Григорий сразу почувствовал перемену отношения к себе со стороны мужиков: столько лет строил мост дружбы и доверия, и вдруг мост рухнул и все труды пропали даром: снова превратился для них в «барина»!
Конечно, думал он, в этом виновато проклятое имение: перемена началась с того дня, когда он согласился временно заменить управляющего, и особенно стала заметной после того, как он очутился в «наследниках». С этой поры даже и в своем доме, за забором, что-то как будто треснуло.
Работая по вечерам над своим сочинением «О путях ко Граду Незримому», Григорий иногда слышал, как Лариса с отцом ведут разговор о том, к кому и что перейдет по наследству: кому какие угодья, кому — барский дом и кому — бабушкин дом в Алатыре. Слишком горячо велись эти разговоры, особенно со стороны Ларисы. Лариса настаивала на своих правах:
— И барский дом, и бабушкин в Алатыре — обоим братьям, стало быть, и нам. Либо уж так надо: если Павлу Миколаичу — бабушкин дом, так нам — здешний…
— Здешний был бы нам сподручнее!
Вековая мужицкая жадность к земле пробудилась вдруг в душах Ларисы и Лугачёва с такой силой, что победила в них религиозно-сектантское вероучение, в основе которого лежала идея первых христианских общин.
Впрочем, и раньше этот христианский коммунизм больше словесно украшал вероучение, а в жизни осуществлялся весьма условно и относительно: тут натуральная повинность давно заменилась денежной — вкладами в кассу своего «корабля».
Так что и дома, за забором, Григорий начал рассматриваться как «барин с наследством».
Это рождало в нем чувство одиночества даже и на хуторе. А весной 1906 года случилось несчастье, которое окончательно измочалило душу Григория Николаевича.
Сгорел хутор. Лариса ходила ночью на подволоку и уронила керосиновую лампу. Чуть только сама и успела выскочить. В какой-нибудь час времени от хорошо высохшего соснового дома со службами осталась только груда золы, углей да всякого мусора, над которой возвышался в виде перста в небо кирпичный дымоход…
Пришлось всем хуторянам переселиться в отчий дом.
Здесь Лариса почувствовала и повела себя уже настоящей хозяйкой и барыней, а через нее и Петр Трофимович Лугачёв почувствовал себя в барском доме своим человеком.
Между тем самочувствие Григория Николаевича становилось все хуже и хуже. Как в Никудышевке, так и в собственном семействе он делался вроде шестого пальца на руке.

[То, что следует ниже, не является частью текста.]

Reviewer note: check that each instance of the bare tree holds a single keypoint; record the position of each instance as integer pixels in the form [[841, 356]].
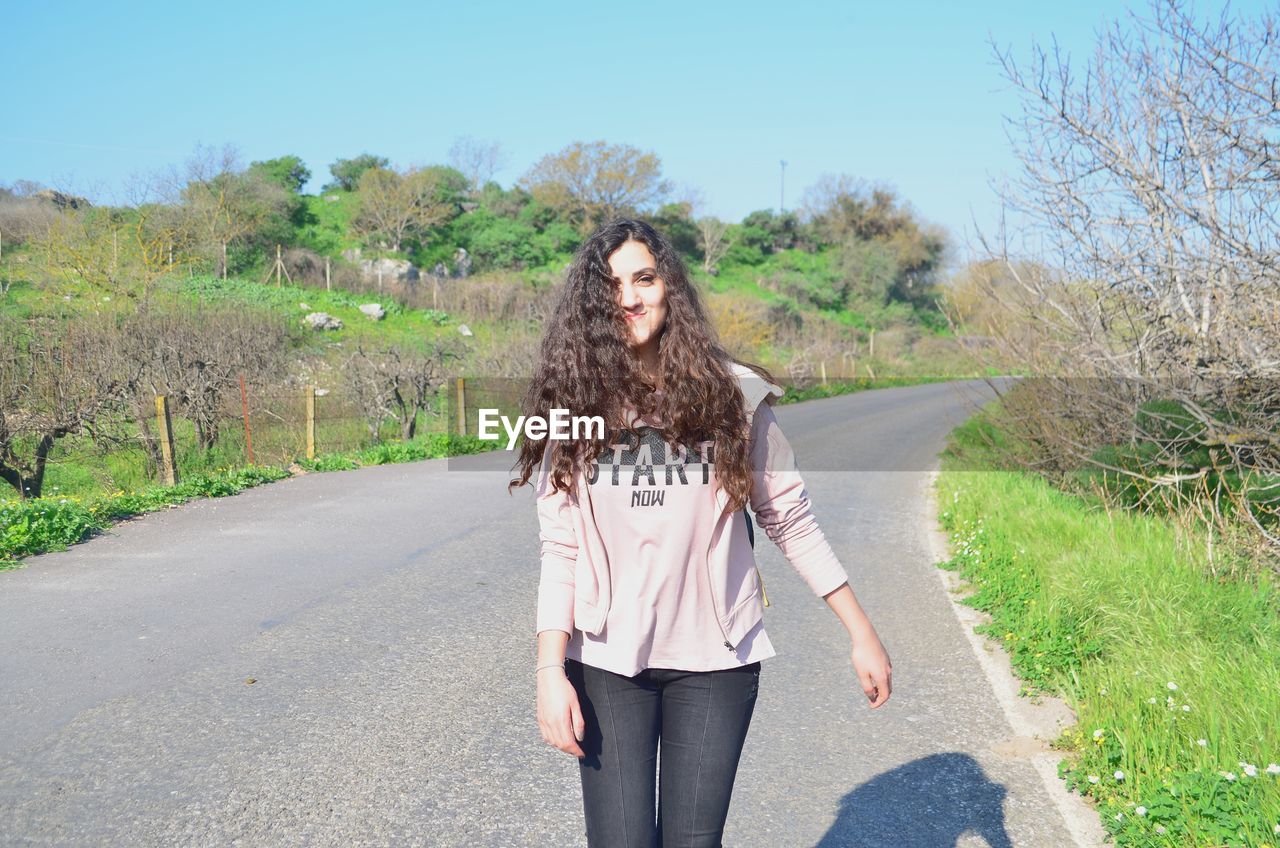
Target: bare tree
[[56, 379], [478, 160], [396, 204], [396, 382], [714, 240], [220, 200], [594, 182], [1148, 201], [119, 251], [197, 356]]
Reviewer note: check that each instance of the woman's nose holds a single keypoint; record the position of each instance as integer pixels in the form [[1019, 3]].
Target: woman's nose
[[629, 295]]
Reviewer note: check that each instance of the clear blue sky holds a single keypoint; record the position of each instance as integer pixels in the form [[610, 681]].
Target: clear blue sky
[[905, 94]]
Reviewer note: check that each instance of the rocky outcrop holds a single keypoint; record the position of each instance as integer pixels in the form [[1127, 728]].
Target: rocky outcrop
[[400, 270], [323, 320]]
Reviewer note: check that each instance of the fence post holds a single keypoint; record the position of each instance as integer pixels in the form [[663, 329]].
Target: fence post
[[168, 468], [311, 422], [462, 406], [248, 434]]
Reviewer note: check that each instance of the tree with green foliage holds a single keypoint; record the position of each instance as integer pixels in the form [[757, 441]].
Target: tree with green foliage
[[841, 209], [287, 172], [347, 172], [590, 183]]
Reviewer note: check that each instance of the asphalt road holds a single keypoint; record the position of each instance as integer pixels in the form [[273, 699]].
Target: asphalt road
[[385, 620]]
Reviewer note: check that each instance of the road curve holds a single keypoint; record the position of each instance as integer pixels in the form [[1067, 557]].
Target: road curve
[[385, 620]]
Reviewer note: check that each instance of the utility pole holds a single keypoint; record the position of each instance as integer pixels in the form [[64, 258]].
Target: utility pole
[[782, 188]]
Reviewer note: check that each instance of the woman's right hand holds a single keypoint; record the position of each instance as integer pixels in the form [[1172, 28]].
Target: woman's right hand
[[558, 712]]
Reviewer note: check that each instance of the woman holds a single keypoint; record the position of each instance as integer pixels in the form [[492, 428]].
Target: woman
[[649, 609]]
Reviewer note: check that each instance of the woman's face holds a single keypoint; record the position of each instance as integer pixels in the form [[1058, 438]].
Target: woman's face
[[641, 293]]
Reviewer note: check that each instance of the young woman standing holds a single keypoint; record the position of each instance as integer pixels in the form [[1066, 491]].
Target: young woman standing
[[649, 609]]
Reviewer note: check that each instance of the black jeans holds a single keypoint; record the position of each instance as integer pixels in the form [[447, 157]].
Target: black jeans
[[700, 719]]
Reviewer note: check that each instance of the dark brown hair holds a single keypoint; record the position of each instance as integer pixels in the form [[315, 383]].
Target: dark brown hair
[[588, 368]]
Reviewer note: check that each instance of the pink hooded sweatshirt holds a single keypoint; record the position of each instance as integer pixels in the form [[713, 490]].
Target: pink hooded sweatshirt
[[643, 570]]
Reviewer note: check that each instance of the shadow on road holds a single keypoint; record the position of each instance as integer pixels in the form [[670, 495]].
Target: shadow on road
[[927, 803]]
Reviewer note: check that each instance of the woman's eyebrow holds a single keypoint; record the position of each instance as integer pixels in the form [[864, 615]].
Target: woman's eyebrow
[[636, 273]]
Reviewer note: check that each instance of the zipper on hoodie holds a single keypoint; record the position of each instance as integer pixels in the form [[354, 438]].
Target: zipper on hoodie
[[711, 584]]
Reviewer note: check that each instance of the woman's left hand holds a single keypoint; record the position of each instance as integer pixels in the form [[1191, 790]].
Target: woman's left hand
[[874, 670]]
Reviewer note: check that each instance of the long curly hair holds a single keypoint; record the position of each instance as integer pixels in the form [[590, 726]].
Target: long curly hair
[[588, 368]]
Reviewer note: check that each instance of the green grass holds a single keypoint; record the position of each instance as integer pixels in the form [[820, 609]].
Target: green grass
[[1174, 674], [55, 521]]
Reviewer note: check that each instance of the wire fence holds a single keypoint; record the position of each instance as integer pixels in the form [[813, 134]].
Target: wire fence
[[266, 424]]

С исчезновением хутора Григорий Николаевич точно потерял самого себя. Потерял и все пути праведной жизни. Даже капитальное сочинение «О путях ко Граду Незримому», куда он уходил как бы странником на поклонение своим духовным святыням, теперь сразу как-то потеряло свой сокровенный смысл.
Надвинувшаяся опасность сделаться помещиком навалила огромную тяготу на его нежную, чувствительную душу.
Раньше спасался на хуторе, за забором, и забор этот давал некоторое моральное успокоение, как символ непричастности к дворянской жизни и ее неправде, а тут и хутор сгорел, и забор мужики растащили, а вдобавок и жить пришлось в помещичьем доме…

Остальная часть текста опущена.